Saturday, December 01, 2007

Japanese marriage: structural reform for happiness


My friend April sent me this link to the Washington Post article on Japanese husbands signing up for classes on how to be nice to their wives, with a verdict: "depressing." The article goes on to explain that because of new legislation mandating that divorced spoused were entitled to 50% of any expected pension of the wage-earning spouse, Japanese wives were suddenly thinking that perhaps they didn't need to put up with husbands who had been so absent from their family lives that they were dependent strangers upon retirement.

I suppose it's depressing in a way that legislation like this should have triggered a 6.1 increase in divorce since going into effect in April of this year, since it speaks to an underlying unhappiness in the home. Even before the legislation, wives had taken to calling their husbands "bulk trash" because they hung around the house with nothing to do after retirement and got in their wives' way.

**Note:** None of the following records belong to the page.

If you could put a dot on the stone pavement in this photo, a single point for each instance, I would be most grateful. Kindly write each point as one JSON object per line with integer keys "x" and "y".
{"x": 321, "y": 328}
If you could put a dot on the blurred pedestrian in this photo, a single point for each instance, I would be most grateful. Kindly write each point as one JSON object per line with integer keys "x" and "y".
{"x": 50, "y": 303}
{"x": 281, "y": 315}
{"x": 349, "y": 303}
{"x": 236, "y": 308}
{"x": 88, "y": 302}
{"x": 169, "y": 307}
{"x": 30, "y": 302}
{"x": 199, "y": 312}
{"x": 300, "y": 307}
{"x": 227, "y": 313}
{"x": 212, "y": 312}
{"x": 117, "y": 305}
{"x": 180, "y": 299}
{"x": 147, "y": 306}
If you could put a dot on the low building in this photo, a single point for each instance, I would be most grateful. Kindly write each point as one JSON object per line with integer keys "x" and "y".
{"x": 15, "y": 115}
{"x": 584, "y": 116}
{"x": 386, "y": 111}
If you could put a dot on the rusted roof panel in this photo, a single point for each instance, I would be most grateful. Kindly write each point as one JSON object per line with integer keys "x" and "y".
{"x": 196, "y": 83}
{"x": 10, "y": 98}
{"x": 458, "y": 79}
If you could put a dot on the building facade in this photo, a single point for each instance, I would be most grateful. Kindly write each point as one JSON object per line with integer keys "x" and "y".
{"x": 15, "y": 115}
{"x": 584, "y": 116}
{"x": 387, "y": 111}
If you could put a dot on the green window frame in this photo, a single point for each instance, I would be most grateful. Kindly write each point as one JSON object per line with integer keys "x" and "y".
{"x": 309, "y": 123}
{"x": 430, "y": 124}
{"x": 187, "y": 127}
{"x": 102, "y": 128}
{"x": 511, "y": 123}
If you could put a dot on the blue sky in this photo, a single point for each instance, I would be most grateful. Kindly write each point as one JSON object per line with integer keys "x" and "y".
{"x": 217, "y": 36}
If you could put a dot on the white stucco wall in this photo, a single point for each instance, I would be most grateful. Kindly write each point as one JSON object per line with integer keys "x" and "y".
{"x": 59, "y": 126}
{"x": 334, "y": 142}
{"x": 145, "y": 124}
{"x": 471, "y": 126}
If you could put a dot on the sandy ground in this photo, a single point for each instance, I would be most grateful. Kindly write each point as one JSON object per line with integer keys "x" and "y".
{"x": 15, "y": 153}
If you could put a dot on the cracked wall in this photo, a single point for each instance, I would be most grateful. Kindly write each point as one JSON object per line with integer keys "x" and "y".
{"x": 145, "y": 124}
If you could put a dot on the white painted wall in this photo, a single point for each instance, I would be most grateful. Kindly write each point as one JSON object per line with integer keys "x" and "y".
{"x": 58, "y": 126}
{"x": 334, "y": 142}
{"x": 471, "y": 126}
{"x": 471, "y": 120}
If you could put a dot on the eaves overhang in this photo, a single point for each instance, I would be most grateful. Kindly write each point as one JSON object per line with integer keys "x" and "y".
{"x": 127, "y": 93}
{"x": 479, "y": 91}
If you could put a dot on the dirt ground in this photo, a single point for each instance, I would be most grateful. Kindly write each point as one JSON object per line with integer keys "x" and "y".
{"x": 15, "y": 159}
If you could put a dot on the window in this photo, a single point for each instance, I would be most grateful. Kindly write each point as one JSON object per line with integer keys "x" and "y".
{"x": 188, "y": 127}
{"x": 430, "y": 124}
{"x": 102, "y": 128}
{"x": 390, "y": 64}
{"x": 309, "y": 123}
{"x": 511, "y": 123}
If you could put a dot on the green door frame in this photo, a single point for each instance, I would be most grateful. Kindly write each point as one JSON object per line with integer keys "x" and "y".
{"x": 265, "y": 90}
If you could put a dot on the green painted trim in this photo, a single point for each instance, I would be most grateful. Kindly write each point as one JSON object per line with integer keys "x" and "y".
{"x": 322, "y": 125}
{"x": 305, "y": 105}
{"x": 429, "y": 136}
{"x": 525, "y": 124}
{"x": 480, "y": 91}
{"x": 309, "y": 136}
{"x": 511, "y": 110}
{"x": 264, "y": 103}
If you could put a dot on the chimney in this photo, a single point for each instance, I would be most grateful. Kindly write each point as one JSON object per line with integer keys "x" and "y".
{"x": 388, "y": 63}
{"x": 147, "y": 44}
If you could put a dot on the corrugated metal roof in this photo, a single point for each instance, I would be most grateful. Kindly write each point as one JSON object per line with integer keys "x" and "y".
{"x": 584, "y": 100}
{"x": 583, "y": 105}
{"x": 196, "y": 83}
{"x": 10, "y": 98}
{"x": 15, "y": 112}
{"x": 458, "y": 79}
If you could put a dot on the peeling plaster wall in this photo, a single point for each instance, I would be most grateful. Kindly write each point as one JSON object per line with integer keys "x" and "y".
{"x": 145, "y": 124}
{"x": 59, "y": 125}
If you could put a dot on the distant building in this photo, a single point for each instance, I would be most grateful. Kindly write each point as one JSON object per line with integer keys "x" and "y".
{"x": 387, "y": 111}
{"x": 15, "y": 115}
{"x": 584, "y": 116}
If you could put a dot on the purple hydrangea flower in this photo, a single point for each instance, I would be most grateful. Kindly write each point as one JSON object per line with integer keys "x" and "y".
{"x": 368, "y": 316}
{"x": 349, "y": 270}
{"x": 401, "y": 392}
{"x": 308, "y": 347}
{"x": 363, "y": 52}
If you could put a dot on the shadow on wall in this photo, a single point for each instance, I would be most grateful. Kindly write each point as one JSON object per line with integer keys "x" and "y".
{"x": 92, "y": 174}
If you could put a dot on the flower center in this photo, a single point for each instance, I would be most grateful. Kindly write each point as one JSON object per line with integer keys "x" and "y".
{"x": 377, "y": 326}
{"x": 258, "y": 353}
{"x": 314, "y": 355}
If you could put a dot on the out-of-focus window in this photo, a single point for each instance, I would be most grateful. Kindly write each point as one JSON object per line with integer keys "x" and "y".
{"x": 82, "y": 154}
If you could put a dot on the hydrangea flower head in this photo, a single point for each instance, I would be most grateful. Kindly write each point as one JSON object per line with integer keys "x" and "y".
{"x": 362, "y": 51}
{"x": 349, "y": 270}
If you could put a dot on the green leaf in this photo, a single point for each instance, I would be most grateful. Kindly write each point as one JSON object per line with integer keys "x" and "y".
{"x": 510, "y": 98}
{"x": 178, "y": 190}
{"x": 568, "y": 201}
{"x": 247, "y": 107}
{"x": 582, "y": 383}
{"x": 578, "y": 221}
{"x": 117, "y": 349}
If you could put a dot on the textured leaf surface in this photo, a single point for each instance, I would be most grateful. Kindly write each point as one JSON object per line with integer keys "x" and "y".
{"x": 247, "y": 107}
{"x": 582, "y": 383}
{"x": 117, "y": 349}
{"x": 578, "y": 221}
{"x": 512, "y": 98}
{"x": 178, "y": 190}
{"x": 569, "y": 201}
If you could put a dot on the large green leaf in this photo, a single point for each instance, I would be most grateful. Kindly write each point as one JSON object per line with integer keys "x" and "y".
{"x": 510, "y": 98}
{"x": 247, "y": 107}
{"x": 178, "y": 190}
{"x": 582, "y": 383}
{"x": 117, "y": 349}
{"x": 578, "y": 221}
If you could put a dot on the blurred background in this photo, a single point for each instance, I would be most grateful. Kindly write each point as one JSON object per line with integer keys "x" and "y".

But from my point of view, since I've been keenly aware of the unhappiness rife in so many Japanese marriages, the spike in divorces, and the corresponding rush of husbands to classes to teach them how to be nice to their wives to avoid divorce, is evidence of structural reform triggered by the right legislation. And unlike most of the structural reform efforts I observed and participated in developing at the World Bank, this one may actually increase happiness--which I'm beginning to think should be the objective and measure of all development. Easy enough to toss out in an irresponsible blog post, perhaps--but worth thinking about ...

BTW I highly recommend watching the video of the National Chauvinistic Assn at the WaPo.